The plan to almost double the capital gains tax from 20 percent to 39.6 percent for those earning more than a million U.S. dollars a year did not shock stock markets as much as expected. This shift from taxing wages to taxing capital is a necessary but inevitable step for the government. In the last decades due to quantitative easing capital has seen exponential gains. As these are partially driven by easy monetary policy by central banks it is only logical as inequality has risen more and more in the United States, as discussed before on The Golden Investor. Biden will be fighting the ever more influential one percent of America.

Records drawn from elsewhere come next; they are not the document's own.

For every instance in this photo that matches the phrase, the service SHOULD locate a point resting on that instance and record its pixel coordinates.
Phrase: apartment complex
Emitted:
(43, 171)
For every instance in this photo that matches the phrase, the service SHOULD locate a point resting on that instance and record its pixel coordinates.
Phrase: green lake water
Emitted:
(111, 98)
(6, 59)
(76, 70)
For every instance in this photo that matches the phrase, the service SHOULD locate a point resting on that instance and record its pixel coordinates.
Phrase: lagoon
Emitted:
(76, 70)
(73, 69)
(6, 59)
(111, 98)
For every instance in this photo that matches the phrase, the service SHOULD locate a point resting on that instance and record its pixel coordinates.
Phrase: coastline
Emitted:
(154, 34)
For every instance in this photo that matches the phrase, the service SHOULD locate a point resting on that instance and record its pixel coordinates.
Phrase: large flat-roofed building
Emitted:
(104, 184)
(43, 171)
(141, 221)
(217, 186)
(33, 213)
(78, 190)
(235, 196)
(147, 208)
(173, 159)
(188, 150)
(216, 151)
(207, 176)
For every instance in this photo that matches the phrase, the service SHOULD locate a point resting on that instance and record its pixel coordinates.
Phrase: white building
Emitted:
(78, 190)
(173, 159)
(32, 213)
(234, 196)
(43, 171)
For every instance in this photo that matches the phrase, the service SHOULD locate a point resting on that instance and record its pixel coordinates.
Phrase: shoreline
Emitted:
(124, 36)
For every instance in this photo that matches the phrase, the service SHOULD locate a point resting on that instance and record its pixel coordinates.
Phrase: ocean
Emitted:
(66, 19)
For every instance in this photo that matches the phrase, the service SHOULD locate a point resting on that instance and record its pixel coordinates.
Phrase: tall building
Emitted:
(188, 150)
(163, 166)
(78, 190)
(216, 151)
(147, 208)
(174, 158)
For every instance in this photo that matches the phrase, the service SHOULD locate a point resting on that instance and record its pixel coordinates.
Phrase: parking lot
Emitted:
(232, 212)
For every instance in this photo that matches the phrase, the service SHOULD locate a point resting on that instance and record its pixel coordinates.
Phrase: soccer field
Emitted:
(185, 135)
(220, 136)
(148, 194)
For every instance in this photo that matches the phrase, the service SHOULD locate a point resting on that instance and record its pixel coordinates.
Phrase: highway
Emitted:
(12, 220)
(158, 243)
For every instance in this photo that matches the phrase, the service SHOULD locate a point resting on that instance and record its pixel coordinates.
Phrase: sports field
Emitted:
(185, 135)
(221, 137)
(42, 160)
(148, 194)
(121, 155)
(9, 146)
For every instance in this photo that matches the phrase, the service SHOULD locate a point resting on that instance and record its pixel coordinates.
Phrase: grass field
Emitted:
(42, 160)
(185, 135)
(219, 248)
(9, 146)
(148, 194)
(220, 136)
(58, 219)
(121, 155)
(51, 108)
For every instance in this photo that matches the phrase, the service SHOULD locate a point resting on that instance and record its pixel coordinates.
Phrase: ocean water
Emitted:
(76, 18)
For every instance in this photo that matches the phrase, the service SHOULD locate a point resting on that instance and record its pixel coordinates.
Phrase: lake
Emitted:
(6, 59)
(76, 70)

According to the Federal Reserve, the top ten percentile group of households hold up to 88.5 percent of all stocks traded on the stock market, up from eighty percent in the nineties. This does not seem much, but when looking at how much the bottom 50 percent hold now versus thirty years ago a great disparity can be seen. From holding an average 1.5 percent of all stocks in the nineties, the bottom 50 percent now holds only 0.6 percent of all stocks. Also the upper middle income class (50-90%) has lost significant ground, as they hold around 11 percent down from over 20 percent in the early 2000s. ¹
What Are The Implications?
While it seems a rather interesting and ambitious plan by Biden, it looks like a policy change that boosts support for the Biden Administration, but actually is not that game changing. Capital gains tax has only to be payed once a position is liquidated, but many of the top owners hold there positions until death and do not liquidate positions as much as smaller investors who need the capital in their everyday life for educational and healthcare expenses. With this change, there wouldn’t be much of a difference between investing for the short or long term for those with very high earnings. The U.S. government will earn around one trillion dollars with this tax change to fund childcare, universal pre-kindergarten education and paid leave for workers.
What Are Arguments Against This Tax Change?

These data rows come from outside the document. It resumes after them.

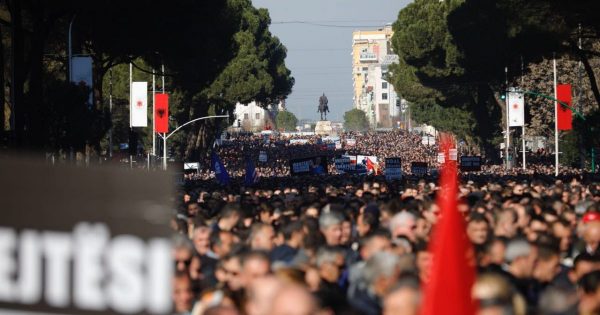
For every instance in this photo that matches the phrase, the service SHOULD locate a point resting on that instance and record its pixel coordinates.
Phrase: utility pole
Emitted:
(507, 120)
(110, 111)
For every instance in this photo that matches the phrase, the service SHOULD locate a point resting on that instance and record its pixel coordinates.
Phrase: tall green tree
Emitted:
(286, 120)
(355, 120)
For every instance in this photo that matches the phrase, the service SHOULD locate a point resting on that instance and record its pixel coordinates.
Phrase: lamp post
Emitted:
(70, 52)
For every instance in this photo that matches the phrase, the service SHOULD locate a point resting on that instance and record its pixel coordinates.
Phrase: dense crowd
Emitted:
(359, 245)
(280, 149)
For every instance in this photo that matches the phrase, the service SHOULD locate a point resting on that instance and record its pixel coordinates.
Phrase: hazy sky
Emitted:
(320, 56)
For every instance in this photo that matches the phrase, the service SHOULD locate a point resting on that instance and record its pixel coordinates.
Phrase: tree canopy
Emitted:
(456, 57)
(215, 53)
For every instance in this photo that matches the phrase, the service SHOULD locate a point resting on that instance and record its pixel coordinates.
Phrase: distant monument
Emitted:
(323, 127)
(323, 108)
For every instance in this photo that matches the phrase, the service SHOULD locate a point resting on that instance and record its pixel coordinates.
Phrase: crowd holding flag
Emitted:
(251, 175)
(161, 112)
(452, 273)
(219, 169)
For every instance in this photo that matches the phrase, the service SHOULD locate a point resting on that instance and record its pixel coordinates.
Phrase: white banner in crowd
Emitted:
(262, 156)
(138, 105)
(516, 109)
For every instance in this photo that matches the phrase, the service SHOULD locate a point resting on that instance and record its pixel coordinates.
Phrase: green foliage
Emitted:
(215, 53)
(286, 120)
(355, 120)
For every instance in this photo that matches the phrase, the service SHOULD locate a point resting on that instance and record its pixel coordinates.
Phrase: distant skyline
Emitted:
(318, 36)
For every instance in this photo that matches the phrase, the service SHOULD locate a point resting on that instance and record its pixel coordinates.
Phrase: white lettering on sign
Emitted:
(301, 167)
(124, 273)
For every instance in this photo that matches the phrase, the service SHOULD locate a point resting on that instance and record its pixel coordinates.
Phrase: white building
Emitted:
(372, 56)
(253, 118)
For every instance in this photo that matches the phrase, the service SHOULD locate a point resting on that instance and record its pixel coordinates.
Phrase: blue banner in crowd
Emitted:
(219, 169)
(251, 176)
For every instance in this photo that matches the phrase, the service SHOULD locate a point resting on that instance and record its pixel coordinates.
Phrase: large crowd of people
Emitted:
(339, 244)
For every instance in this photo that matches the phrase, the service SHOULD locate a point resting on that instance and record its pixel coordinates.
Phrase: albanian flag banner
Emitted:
(564, 115)
(161, 112)
(452, 273)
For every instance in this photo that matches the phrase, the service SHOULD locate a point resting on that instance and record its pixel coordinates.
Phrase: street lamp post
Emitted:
(166, 136)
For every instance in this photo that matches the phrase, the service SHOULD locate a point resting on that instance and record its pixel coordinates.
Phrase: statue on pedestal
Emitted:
(323, 108)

The first but weakest point against higher taxes on capital is that investor are protecting against inflation by holding stocks and thus do not actually have capital gains in real terms. Moreover, the reason the United States is as powerful as it is, is because entrepreneurship is taxed lower than wages which means it stimulates the economy and innovation. This tax increase could deter large investors from investing into potentially wealth enhancing companies that are in need of capital, simply because the risk-profit trade-off is being played with. However, the tax increase is a step towards some leveling between different tax groups. This balance is still disproportionately weighted on the working and middle class after the potential policy change. It should be noted that the report is based on leaked information Biden is supposedly going to release next week. He announced long prior during the campaign that this change was going to happen, however, according to the reports it will make no distinction between different sources of household income, which means that it captures a larger group. But still only the top one percent earners will feel the hit. And even if they find a loophole, it is better than doing nothing and watching the inequity gap growing larger and larger.

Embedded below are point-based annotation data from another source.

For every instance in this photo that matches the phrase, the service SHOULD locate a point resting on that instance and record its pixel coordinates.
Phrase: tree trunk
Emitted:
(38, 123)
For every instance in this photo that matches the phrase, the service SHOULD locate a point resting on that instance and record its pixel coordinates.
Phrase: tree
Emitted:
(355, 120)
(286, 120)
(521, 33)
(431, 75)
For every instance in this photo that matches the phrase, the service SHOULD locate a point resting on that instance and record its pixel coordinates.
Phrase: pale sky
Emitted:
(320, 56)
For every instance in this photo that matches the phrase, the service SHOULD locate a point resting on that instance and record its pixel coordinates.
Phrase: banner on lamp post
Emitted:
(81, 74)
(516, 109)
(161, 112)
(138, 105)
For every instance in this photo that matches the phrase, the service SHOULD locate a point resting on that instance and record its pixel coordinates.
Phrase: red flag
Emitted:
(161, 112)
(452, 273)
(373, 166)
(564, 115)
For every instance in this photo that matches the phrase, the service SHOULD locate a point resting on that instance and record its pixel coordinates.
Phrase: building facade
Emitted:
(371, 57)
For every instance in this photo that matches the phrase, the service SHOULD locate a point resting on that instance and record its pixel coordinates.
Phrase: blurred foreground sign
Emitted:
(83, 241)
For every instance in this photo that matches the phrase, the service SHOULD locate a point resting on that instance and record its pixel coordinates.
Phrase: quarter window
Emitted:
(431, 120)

What Does It Mean For Stock Markets?
Stock markets will not likely change much, as capital holding strongmen will always try to make more capital. The capital gains tax for million dollar income households is to cap the difference in capital gains of those who hold capital versus those who are less financially invested. Stock markets will potentially see a shift from growth stocks to value stocks as large investors turn to dividend paying stocks with relatively lower taxes. However, the most influential will be the change due to increased inflation as result of the increased governmental spending by the government. Together with vast amounts of pandemic spending and infrastructural projects, this will potentially lead to inflation higher than four percent at the end of this year. Unseen in the last decades and thus very interesting for investors. Potentially this will mean a shift to safe-havens like gold and TIPS bonds.
In conclusion, to compensate for the slow but steady shift of capital from the poor to the rich something needs to be done, especially since top earners benefit disproportionately from easing central bank policies, while the working and middle class will bear the consequences of the irresponsible quantitative easing. However, it should be noted that The Golden Investor does not believe in the real value of cryptocurrencies as crypto-investors tend to speculate on price changes rather than the actual use of the coins in a system, which makes it just another bubble. The rise of various infamous coins like Doge and the current stock market hype, it is time to cool down and build a defensive “boring” portfolio. This summer will be key to understand what this shift from quantitative easing to government spending will do to stock markets. One thing is sure, as inflation rises to 2.5% CPI and materials like lumber and copper keep rising with double percentages, this summer and the potential reopening of Western economies will be instrumental for the investing momentum the coming years.
Disclaimer: The Golden Investor is not a fortune-teller, be sure to make the right decisions in accordance to your own financial situation, this is not investment advise or anything like that.